If athletes can only perform under rigid instruction, we haven’t prepared them for sport—we’ve prepared them for compliance.
From “You and Them” to “Us”
One of the most powerful shifts described in the All Blacks system was the move from “you and them” to “us.”
This is subtle but profound.
In traditional models:
Coaches plan
Athletes execute
In a shared leadership model:
Coaches and athletes co-create
Responsibility is distributed
Success and failure are shared
This changes the emotional investment in the process.
When athletes feel included, they give more. Not because they’re told to—but because they want to.

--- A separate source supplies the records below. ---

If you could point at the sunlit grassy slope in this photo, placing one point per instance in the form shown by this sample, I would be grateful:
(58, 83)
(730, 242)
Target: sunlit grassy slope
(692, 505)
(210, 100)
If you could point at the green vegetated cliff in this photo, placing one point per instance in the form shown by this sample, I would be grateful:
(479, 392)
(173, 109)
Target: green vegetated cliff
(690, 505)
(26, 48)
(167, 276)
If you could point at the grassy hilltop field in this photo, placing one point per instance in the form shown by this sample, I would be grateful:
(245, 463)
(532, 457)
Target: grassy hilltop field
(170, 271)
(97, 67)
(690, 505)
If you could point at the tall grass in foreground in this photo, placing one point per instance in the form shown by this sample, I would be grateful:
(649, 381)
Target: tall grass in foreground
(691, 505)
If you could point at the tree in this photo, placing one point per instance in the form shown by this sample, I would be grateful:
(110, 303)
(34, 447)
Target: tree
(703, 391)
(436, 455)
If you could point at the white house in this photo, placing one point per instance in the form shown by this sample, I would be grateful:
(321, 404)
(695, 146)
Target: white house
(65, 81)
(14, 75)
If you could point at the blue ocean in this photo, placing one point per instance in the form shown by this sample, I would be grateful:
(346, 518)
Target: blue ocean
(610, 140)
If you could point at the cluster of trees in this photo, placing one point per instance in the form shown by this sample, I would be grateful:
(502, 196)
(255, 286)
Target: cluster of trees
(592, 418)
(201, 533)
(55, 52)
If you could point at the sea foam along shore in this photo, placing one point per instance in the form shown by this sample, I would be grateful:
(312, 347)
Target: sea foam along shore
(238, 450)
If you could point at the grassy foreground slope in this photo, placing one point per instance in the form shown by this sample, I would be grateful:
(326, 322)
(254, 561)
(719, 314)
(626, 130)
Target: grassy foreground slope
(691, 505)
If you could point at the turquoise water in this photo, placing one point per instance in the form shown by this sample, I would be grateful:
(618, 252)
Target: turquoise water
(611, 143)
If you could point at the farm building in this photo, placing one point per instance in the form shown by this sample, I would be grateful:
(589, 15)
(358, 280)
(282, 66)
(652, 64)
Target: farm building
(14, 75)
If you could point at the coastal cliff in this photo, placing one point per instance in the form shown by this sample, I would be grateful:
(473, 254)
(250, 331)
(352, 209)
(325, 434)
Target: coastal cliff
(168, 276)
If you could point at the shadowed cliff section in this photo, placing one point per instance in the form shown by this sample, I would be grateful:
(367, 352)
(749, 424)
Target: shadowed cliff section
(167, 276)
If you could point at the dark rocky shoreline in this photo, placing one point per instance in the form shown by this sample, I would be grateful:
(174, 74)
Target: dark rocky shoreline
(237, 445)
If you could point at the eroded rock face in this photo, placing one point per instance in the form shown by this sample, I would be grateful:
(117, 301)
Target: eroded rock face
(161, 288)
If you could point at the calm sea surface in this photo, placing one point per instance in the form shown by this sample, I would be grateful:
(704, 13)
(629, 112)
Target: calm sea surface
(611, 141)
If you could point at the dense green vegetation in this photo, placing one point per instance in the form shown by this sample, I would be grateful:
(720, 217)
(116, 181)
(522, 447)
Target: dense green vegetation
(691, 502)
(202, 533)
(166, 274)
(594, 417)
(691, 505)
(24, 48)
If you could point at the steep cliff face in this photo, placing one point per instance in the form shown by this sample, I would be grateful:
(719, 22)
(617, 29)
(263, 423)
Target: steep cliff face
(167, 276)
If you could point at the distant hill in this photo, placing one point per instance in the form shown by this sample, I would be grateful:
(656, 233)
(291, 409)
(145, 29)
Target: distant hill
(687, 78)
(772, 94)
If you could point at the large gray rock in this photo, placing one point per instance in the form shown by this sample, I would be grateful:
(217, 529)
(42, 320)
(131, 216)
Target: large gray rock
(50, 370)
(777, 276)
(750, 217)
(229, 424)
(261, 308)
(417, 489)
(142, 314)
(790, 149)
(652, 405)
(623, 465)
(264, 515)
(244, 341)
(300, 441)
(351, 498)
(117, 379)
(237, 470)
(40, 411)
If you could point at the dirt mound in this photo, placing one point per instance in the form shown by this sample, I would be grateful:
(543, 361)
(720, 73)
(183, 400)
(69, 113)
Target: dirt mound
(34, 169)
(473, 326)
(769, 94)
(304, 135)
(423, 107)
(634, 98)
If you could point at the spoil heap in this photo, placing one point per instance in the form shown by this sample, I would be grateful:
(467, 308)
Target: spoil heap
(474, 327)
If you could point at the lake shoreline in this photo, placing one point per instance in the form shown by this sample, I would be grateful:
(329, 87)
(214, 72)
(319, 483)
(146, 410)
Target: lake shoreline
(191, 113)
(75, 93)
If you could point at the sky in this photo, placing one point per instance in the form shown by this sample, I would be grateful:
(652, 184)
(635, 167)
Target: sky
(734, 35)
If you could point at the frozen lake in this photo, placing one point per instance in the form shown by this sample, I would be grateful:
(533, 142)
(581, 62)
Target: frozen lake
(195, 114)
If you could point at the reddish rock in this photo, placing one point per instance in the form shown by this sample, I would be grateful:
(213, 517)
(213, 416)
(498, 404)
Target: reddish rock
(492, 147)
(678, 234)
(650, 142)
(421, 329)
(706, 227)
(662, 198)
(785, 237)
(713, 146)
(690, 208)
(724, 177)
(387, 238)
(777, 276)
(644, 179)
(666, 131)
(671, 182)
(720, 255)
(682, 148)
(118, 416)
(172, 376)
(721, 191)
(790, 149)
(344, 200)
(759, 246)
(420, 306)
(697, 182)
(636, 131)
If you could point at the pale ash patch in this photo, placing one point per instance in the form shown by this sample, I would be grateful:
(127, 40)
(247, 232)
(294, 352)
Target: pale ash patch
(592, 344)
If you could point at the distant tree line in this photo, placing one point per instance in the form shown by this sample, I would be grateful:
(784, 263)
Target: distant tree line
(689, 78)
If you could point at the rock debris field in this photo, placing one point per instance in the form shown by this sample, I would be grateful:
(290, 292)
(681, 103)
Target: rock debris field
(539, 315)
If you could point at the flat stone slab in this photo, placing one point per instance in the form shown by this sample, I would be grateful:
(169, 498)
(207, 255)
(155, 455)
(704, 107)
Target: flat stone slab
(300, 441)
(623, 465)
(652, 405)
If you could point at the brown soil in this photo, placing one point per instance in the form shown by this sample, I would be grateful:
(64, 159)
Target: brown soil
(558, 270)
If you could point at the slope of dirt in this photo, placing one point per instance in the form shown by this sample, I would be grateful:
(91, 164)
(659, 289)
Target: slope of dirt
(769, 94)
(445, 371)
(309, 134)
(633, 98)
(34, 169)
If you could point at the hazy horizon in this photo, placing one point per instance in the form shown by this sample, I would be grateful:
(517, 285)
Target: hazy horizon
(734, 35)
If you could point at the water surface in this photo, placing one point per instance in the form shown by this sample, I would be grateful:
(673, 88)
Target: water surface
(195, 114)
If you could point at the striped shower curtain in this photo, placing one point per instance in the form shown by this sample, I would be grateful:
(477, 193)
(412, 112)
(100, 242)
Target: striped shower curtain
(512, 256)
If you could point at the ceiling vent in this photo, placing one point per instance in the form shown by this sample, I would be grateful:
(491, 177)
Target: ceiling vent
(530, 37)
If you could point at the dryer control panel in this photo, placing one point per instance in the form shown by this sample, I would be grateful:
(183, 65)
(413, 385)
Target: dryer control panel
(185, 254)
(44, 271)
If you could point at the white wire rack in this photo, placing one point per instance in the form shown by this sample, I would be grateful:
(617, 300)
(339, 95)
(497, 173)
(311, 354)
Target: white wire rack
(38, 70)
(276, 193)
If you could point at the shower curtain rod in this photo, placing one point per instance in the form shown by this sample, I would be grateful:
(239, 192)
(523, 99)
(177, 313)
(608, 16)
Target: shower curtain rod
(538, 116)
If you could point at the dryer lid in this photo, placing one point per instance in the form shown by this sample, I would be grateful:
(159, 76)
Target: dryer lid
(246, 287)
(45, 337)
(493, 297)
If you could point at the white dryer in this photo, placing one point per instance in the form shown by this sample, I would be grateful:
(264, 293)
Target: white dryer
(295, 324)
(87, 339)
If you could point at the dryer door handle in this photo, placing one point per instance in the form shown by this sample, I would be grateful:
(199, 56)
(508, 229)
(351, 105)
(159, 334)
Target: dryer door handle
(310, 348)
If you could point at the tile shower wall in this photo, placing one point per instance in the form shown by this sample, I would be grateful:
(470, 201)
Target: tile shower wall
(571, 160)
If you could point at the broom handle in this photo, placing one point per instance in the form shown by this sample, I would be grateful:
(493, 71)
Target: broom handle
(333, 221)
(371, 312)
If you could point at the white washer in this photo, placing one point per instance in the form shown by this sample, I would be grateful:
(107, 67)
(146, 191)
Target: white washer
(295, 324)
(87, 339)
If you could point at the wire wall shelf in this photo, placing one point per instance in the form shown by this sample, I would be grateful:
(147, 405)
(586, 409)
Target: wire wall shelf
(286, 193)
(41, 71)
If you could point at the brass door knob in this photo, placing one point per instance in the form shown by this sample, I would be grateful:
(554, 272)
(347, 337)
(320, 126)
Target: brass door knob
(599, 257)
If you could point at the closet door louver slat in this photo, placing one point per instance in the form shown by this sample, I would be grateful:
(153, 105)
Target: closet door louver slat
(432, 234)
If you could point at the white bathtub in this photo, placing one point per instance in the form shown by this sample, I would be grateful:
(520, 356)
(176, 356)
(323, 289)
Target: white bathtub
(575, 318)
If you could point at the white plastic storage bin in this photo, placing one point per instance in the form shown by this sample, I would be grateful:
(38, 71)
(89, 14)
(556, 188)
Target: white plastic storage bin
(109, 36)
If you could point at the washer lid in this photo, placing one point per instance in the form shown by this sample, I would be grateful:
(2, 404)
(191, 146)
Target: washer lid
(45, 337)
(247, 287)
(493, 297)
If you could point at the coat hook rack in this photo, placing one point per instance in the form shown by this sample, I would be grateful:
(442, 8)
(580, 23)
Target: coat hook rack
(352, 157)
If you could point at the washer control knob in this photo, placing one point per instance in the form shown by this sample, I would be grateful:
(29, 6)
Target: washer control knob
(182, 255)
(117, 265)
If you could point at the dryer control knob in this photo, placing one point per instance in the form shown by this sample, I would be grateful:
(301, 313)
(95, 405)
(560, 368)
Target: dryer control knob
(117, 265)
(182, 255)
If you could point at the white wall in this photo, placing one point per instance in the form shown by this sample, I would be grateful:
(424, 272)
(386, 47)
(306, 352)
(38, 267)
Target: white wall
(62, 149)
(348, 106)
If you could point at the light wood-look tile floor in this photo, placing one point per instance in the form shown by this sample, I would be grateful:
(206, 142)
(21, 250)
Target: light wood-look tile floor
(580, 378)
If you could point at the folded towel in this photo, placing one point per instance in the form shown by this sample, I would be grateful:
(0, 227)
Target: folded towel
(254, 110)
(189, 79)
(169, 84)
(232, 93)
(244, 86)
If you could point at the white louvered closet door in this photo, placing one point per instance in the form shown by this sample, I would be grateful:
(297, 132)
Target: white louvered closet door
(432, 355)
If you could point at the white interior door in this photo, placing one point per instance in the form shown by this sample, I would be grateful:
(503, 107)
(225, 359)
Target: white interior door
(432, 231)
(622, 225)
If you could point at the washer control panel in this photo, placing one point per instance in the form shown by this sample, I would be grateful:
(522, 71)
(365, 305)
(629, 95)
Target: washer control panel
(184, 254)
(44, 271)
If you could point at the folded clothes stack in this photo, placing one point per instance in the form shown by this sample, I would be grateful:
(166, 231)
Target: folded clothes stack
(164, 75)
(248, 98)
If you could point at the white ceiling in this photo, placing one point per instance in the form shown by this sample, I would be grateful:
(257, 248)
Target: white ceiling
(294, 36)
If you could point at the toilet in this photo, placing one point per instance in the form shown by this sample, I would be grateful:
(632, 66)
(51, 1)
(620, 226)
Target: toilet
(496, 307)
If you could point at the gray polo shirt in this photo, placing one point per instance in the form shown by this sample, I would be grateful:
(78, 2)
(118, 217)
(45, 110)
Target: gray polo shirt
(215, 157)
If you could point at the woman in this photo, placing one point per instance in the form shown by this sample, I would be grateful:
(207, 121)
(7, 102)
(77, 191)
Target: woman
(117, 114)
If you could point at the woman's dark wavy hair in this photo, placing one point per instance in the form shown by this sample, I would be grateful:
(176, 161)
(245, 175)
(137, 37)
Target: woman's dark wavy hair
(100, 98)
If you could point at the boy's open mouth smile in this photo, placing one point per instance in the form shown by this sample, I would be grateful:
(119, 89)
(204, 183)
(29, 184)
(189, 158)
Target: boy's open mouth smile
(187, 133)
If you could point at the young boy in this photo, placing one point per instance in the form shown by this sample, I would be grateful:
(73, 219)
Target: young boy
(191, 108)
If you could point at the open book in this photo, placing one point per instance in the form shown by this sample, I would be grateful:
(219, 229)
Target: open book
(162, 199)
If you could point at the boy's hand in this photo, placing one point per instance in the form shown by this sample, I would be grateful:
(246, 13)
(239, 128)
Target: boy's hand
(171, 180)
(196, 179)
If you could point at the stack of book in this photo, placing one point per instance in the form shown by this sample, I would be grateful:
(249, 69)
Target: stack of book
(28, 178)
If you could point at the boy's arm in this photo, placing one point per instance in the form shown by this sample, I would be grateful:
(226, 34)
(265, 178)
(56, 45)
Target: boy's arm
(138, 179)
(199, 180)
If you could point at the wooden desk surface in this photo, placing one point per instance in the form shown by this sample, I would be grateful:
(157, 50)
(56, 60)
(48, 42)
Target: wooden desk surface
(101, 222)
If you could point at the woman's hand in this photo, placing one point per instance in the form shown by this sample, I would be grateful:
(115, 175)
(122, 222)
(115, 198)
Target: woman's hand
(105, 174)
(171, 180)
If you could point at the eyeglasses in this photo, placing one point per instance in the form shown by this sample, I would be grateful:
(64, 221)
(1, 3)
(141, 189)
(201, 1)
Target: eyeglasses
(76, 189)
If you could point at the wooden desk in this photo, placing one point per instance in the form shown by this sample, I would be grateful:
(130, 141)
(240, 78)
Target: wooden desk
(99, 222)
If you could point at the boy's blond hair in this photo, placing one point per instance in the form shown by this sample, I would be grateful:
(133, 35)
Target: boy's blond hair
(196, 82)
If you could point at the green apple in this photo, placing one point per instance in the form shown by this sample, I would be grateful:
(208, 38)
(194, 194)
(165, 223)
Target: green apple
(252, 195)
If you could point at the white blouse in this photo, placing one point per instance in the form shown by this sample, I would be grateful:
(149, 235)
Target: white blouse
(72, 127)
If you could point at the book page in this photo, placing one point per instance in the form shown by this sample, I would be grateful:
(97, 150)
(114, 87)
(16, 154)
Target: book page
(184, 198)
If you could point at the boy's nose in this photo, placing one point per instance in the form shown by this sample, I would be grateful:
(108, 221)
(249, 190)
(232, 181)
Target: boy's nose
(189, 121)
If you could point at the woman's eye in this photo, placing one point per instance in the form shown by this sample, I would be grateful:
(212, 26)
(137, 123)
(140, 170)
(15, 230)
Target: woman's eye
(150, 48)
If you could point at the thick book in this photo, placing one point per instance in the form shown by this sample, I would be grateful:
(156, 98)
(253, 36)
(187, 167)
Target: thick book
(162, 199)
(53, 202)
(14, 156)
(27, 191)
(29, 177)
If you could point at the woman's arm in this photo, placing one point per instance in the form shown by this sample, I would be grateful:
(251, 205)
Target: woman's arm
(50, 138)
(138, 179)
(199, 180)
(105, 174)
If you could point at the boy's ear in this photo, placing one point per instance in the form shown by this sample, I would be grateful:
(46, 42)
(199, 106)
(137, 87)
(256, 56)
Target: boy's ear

And in high-performance environments, that difference matters.
A Practical Example
Imagine a weekly training structure:
Early week:
Coach-led sessions
Clear objectives and constraints
Education around intent and outcomes
Midweek:
Increasing athlete input
Adjustments based on feedback
Leadership groups take on small responsibilities
Late week:
Athlete-led elements
Decision-making around intensity, readiness, and execution
Coach acts as observer and resource
By the end of the week, the athletes are not just physically prepared—they are mentally engaged and accountable.
They’ve taken ownership.
They’ve “taken over the asylum,” as Henry described.
The Hardest Part: Trust
Passing the ball requires something many coaches struggle with: trust.
Trust that athletes will make good decisions.
Trust that short-term imperfections lead to long-term growth.
Trust that your value as a coach is not diminished by stepping back.
In fact, it’s the opposite.
Your value increases when athletes no longer depend on you for every answer.
Because that’s the goal, isn’t it?
Not to create athletes who need you—but athletes who can perform without you.
Final Thought
The man in Hackney didn’t solve his problem by adding more control. He solved it by giving it away.
He passed the ball.
In strength & conditioning, we often measure success in numbers—faster times, heavier lifts, fewer injuries.
But there’s another metric worth considering:
How much responsibility do your athletes carry?
Because in the end, performance is not just built in sets and reps.
It’s built in ownership.
And ownership begins the moment you pass the ball.